Although snakebites and inadequate management can cause fatal consequences, giving the antivenom at the right time and doing fasciotomy can be lifesaving.

References

  1. Chippaux JP (1998) Snake bites: Appraisal of the global situation. Bull World Health Organ 76(5): 515-524.
  2. Simpson ID (2007) The pediatric management of snakebite the national protocol. Indian Pediat 44(3): 173-176.
  3. Ahmed SM, Ahmed M, Nadeem A, Mahajan J, Choudhary A, et al. (2008) Emergency treatment of a snake bite: Pearls from literature. Journal of emergencies, trauma, and shock 1(2): 97.
  4. Cavazos MD, Hernández-Montelongo BA, Garza CT, Montes-Tapia FF, Guajardo-Rodríguez G (2012) Snake bites in pediatric patients, a current view.

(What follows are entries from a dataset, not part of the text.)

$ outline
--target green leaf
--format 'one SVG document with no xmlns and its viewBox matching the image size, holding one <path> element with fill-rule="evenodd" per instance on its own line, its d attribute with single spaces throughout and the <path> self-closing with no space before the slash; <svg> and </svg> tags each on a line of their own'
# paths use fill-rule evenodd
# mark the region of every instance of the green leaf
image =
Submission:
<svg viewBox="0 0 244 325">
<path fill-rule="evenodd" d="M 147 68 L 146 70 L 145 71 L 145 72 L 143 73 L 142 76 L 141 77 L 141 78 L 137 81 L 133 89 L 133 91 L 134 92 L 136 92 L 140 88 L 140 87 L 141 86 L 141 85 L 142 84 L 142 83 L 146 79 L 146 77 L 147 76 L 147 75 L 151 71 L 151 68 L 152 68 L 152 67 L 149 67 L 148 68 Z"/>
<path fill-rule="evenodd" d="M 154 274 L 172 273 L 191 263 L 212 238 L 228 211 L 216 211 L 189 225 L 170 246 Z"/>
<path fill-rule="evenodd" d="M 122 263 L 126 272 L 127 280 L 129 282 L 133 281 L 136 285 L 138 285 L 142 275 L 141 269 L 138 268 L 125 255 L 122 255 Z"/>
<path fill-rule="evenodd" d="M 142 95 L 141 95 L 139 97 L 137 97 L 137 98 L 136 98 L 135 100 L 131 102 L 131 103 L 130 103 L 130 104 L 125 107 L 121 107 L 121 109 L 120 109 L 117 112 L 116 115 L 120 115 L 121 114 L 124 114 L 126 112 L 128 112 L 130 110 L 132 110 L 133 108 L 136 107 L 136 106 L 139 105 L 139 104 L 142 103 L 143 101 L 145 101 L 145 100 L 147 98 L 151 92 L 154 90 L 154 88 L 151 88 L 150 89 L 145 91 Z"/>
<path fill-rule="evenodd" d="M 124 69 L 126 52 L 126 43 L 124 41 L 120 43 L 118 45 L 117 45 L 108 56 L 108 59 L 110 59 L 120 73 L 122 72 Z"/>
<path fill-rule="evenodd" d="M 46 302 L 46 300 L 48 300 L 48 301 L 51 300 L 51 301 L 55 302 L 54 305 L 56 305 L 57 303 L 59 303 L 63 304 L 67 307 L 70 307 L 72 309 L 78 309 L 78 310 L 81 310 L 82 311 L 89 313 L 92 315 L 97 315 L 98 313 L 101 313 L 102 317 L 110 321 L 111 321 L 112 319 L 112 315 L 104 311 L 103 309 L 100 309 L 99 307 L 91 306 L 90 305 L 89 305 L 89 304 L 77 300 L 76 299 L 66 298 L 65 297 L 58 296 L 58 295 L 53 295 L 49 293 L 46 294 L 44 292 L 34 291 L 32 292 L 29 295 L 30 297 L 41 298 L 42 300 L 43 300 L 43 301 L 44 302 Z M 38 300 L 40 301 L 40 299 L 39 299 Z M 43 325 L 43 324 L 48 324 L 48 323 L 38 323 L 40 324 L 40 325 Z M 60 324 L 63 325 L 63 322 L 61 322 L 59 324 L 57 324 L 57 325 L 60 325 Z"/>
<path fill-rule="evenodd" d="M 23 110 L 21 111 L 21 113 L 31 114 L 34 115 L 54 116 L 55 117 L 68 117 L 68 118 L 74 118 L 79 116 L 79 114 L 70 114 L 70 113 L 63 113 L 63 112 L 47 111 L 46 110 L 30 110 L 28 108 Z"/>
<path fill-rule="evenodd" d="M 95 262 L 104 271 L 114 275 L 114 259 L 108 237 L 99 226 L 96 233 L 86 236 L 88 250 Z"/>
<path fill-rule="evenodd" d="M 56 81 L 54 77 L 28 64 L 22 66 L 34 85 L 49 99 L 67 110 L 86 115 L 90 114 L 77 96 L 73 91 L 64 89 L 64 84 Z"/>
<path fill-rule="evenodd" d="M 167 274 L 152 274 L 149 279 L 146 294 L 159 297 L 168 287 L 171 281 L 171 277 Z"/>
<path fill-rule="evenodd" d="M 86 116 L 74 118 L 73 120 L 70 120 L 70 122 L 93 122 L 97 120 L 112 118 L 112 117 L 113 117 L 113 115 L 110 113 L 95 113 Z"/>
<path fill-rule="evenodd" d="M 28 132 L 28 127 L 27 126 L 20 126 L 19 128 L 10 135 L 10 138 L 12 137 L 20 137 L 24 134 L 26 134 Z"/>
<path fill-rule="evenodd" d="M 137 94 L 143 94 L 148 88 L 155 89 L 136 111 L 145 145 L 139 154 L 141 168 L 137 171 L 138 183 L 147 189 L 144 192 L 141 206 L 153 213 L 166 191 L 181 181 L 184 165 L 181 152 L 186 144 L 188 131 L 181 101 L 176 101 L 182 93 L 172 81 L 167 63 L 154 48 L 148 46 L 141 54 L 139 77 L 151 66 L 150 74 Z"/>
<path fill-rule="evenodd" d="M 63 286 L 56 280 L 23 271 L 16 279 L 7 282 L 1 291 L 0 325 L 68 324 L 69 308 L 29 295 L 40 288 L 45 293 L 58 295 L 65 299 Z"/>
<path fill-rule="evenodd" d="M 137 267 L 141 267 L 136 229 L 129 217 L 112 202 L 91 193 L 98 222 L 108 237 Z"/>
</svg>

INTECH Open Access Publisher 10.5772/34749.
  5. Juckett G, Hancox JG (2002) Venomous snakebites in the United States: management review and update. Am Fam Physician 65(7): 1367-1378.
  6. Karunanayake RK, Dissanayake DM, Karunanayake AL (2014) A study of snake bite among children presenting to a paediatric ward in the main Teaching Hospital of North Central Province of Sri Lanka. BMC research notes 7: 482.
  7. Haddad N, Salam N, Kazzi Z, Ammar W, Ghosn N (2011) Snake bite surveillance in Lebanon, 2010W26-2011W26. Eastern Mediterranean Conference, Egypt.
  8. Stewart ME, Greenland S, Hoffman JR (1981) First-aid treatment of poisonous snakebite: Are currently recommended procedures justified? Ann Emerg Med 10(6): 331-335.